Cam: Jeez, I sound like a nutty conspiracy theorist... It happens all the time and you never, ever hear about it. Wooooooo! Spooky.
J: Yes, you sound like a nut. You also look like a nut.
Cam: Thankyou, however I'm actually basing that on personal experience. Back in the day, I knew a guy whose company (w/ govt. knowledge) financially supported the Suharto regime during some pretty dark days of oppression and people disappearing. Not only did this guy get free prostitutes/holidays/etc. from the Indonesian government, he was later given an OBE by the Queen. I think that's what it's called... Like the Australia Day awards.
J: I guess the main difference between that and the AWB thing is that the British government wasn't imposing sanctions on the Indonesian government at the time of the ALLEGED incidences, and were in fact selling them arms and other fun things.
Cam: Yes, that was all alleged.
J: RU486. Great or evil?
Cam: Woah, controversial!
J: You know it.
Cam: Jeez... I don't know if it's great or evil BECAUSE IT HASN'T BEEN APPROVED BY THE TRAINED SCIENTISTS AT THE TGA YET. It could be bad for you, I don't know, BECAUSE THE TRAINED SCIENTISTS AT THE TGA HAVE NOT BEEN GIVEN THE OPPORTUNITY TO DO TESTS ETC. So, if you're asking me if I support the decision of whether it's allowed to be used in Australia being left in the hands of the Mad Monk, then no. I think that decision should be left in the hands of doctors. All that said, I'm of the understanding that it's not particularly deadly when used in other countries, but yeah. I will get behind a medicine if it is approved on medical grounds.
J: Smooth answer, jackass. How about this then. Abortion: Great or evil?

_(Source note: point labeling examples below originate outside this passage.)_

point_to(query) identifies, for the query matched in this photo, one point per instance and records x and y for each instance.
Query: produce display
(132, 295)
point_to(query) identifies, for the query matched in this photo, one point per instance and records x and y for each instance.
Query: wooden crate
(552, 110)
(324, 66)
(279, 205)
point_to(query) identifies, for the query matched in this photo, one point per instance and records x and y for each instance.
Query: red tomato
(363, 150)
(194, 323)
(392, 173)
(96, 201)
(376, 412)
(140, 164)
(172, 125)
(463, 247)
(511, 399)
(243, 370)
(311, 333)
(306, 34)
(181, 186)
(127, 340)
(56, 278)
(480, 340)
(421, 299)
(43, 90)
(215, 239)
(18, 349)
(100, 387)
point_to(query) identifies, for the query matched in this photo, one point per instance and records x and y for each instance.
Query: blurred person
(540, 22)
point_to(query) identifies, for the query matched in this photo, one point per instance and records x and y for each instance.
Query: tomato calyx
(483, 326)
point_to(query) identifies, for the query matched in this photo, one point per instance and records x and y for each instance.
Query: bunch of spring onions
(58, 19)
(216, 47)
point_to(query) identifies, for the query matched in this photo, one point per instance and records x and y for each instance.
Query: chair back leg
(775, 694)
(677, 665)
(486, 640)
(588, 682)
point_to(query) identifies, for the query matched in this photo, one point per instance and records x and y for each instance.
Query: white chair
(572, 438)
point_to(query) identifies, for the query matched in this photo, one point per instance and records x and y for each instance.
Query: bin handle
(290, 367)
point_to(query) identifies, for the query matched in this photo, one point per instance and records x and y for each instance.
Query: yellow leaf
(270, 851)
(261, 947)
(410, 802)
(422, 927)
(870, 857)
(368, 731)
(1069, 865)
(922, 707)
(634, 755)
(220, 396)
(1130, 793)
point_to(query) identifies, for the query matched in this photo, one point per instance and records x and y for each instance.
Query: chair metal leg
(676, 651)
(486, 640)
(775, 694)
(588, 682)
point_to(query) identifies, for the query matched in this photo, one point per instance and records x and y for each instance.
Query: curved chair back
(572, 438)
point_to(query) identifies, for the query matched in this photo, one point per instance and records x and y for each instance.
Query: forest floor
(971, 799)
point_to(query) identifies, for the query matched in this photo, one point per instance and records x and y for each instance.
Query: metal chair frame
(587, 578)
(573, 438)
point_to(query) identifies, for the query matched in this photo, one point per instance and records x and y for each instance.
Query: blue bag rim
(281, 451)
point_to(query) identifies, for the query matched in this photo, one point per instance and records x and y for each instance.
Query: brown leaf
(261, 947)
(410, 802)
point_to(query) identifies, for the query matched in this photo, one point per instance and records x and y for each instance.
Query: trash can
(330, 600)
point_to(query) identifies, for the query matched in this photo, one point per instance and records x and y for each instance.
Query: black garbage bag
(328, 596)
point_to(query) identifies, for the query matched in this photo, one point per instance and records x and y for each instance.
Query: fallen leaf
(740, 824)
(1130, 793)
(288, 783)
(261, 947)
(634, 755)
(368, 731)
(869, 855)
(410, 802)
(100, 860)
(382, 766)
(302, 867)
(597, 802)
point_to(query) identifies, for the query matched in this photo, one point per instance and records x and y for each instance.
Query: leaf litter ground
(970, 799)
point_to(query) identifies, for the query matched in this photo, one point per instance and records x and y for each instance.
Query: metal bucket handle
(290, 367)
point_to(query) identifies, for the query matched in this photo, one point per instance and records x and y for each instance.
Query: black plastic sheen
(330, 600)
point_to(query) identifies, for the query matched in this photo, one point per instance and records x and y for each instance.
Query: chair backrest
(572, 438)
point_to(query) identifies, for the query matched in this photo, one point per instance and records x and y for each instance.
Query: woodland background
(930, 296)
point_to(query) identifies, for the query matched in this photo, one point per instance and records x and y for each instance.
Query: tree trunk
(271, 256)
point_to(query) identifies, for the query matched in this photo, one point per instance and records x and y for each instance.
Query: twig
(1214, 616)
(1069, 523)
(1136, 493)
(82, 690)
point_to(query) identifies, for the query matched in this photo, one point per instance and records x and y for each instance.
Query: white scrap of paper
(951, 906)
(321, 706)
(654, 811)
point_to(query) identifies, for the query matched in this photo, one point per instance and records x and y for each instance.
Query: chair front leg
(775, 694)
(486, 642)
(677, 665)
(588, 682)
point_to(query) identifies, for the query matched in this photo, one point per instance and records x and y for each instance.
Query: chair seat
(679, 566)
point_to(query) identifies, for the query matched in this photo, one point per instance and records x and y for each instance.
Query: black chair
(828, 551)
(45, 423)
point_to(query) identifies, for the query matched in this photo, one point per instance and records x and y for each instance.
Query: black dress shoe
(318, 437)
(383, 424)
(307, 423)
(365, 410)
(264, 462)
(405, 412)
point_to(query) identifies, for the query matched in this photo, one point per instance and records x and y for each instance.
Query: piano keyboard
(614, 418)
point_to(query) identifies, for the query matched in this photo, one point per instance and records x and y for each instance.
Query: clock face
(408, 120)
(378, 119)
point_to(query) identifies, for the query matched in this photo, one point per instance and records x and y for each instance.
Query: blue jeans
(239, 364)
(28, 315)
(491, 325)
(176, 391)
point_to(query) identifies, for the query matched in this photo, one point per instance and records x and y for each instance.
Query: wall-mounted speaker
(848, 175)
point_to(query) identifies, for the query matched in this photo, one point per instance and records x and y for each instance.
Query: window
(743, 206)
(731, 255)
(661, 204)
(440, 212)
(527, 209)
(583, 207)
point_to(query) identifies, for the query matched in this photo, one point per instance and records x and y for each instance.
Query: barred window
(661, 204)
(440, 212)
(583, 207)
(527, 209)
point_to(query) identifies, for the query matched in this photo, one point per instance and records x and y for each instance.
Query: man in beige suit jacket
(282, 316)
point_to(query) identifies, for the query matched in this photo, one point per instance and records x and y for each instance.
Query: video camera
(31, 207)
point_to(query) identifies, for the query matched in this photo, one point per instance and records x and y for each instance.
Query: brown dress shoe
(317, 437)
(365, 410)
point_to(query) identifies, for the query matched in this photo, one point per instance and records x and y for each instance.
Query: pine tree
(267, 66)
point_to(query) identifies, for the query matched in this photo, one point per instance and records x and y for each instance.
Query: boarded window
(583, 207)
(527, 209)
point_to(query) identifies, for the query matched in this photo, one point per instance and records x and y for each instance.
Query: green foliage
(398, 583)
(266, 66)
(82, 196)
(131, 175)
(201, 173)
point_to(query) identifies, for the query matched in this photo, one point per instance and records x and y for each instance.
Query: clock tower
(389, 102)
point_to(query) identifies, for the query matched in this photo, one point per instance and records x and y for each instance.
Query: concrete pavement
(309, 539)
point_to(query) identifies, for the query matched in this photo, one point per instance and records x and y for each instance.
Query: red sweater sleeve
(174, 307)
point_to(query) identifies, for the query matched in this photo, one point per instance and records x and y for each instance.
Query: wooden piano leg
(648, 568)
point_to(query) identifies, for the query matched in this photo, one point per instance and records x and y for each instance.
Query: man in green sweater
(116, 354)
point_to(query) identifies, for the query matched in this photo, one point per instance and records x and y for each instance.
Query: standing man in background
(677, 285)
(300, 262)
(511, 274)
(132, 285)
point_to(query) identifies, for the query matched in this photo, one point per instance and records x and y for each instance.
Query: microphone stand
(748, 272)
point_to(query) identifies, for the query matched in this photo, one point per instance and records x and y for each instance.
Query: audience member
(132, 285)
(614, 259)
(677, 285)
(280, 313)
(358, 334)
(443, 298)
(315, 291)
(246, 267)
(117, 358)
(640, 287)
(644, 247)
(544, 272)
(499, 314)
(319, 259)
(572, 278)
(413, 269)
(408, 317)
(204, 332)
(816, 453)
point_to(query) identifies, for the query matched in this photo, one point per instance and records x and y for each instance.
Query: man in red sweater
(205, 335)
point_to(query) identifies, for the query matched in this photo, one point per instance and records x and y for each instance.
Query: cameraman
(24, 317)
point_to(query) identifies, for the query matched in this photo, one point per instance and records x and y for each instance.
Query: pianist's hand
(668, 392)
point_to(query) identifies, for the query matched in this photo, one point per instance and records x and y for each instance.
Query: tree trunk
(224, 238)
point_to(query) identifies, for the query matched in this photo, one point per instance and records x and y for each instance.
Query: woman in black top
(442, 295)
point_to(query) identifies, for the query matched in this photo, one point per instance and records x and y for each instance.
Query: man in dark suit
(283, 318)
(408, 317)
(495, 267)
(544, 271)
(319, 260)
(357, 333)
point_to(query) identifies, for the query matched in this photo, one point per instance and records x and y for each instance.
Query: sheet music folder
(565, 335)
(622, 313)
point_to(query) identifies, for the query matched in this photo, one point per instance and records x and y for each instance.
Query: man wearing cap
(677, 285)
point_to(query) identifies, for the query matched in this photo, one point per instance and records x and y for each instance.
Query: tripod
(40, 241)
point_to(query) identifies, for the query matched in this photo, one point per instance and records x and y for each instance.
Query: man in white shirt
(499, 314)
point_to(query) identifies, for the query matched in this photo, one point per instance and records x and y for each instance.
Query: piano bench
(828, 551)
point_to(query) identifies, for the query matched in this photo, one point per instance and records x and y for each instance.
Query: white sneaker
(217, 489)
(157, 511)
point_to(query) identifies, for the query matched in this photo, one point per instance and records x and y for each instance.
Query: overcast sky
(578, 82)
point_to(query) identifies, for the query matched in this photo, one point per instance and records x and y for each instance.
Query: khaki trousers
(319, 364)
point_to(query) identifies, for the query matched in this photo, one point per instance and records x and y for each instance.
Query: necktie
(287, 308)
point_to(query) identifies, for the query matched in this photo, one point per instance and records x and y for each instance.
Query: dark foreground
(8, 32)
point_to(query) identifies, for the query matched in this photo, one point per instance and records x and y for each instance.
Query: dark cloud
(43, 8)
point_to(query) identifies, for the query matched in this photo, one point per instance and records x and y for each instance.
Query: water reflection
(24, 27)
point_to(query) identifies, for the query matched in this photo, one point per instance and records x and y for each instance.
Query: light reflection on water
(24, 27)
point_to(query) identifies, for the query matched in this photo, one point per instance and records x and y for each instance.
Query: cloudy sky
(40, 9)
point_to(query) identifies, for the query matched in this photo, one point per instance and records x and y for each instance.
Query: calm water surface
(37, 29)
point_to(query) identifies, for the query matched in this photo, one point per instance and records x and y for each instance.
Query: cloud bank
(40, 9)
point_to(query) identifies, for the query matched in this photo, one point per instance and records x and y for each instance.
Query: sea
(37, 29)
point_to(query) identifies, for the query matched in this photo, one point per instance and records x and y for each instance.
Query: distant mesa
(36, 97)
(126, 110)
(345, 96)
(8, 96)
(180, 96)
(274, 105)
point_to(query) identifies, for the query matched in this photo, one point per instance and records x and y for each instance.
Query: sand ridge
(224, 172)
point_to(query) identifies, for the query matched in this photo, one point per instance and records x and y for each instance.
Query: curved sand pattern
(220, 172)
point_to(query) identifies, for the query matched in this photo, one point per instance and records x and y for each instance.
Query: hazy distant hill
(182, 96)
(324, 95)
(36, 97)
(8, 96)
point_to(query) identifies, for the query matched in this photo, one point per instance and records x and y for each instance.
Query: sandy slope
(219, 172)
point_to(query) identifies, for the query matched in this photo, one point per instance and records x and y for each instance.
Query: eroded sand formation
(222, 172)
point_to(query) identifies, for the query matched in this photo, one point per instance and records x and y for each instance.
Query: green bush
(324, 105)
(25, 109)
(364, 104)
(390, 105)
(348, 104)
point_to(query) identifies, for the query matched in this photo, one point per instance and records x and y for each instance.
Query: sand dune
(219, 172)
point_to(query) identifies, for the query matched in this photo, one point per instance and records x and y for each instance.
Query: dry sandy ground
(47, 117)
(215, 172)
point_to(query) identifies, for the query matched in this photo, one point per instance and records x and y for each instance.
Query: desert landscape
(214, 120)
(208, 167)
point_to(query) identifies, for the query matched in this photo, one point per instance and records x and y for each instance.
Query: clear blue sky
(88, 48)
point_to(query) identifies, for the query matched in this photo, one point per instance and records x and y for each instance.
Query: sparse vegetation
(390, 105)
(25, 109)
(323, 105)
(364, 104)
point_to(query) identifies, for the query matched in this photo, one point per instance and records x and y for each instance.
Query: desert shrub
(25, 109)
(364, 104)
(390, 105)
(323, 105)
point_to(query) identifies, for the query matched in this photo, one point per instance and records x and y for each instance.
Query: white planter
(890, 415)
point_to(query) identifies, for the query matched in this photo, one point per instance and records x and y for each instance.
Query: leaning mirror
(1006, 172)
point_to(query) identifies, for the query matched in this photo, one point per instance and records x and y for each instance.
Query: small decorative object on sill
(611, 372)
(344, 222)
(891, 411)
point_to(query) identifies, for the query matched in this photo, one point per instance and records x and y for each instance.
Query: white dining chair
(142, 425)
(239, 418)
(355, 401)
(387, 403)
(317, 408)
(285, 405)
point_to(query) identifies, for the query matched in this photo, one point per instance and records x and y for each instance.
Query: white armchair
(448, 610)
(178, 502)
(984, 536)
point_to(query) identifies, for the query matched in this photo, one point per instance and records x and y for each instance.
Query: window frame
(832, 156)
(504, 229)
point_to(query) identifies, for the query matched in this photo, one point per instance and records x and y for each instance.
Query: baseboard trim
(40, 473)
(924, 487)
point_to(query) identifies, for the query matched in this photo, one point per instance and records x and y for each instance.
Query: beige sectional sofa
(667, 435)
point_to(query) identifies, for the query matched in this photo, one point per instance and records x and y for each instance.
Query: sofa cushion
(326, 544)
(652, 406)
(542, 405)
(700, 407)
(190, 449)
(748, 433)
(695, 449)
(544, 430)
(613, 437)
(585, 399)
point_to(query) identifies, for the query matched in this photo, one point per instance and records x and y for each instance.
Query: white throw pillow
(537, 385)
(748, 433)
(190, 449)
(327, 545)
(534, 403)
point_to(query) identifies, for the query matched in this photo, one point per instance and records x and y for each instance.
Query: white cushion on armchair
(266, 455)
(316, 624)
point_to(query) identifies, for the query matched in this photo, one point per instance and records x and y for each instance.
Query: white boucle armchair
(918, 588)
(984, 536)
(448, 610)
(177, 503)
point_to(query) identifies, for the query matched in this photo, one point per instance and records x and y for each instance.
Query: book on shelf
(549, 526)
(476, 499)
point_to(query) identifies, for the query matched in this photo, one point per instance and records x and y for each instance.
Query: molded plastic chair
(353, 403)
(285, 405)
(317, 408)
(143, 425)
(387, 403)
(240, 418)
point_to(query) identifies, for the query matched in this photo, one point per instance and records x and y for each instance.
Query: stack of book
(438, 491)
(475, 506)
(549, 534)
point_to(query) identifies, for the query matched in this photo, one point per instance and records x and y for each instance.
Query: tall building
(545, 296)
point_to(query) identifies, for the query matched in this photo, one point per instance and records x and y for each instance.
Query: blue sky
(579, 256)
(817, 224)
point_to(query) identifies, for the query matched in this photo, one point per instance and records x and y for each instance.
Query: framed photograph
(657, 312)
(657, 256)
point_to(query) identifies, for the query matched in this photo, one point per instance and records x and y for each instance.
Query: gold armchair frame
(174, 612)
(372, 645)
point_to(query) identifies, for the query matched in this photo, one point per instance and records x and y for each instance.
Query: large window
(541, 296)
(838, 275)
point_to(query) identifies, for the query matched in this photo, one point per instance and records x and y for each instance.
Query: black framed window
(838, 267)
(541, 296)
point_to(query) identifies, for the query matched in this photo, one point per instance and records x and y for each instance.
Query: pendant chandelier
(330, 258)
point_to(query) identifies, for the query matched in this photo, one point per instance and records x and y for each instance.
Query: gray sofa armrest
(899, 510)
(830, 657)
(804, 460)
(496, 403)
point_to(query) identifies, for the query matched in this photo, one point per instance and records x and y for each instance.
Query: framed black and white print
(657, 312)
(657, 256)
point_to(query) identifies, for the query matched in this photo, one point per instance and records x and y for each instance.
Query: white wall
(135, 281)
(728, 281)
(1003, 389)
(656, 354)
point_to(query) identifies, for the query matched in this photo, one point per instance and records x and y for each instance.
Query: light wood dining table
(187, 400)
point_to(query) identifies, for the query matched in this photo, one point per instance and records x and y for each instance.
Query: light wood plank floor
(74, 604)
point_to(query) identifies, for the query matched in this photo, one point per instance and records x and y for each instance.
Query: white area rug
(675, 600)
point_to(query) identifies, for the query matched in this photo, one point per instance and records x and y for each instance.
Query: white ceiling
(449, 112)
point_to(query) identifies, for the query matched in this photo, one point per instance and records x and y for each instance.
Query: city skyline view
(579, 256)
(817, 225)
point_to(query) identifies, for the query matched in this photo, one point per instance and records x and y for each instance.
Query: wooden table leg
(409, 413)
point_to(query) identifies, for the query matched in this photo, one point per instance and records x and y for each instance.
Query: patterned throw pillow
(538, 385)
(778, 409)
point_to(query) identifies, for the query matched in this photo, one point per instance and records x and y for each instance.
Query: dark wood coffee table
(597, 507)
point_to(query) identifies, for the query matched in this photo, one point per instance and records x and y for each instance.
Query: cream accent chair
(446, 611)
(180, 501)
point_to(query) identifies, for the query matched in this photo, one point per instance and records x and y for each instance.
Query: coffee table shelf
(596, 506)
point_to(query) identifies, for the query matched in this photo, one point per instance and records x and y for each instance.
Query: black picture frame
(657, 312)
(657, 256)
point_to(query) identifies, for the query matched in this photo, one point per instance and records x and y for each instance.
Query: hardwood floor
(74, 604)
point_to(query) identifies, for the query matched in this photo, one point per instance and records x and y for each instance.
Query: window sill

Cam: Thanks, mate, I really appreciate that. I feel that until a foetus can survive independently of the mother, it's still a part of her body and it's up to her what she does with it. I guess that means late-term abortions are a no-go in my book, though. Let's play another song.
Cam: Hey J----.
J: Bastard! Well, it's a complicated issue. You've got a bunch of dickheads in both camps who are deliberatly provoking things, and all sorts of international politics and whatnot. The newspaper was dickheads for deliberatly printing shit to stir up hatred -
Cam: I understand they had refused to print cartoons featuring Jesus some years previous as they considered them to be blasphemous and thus unprintable.
J: - and the guys who showed the cartoons around the Middle East PLUS the new extra-offensive ones are really, really dickheads, and the guys who are burning shit down and killing people are really, really, really dickheads. A whole bunch of dickheads.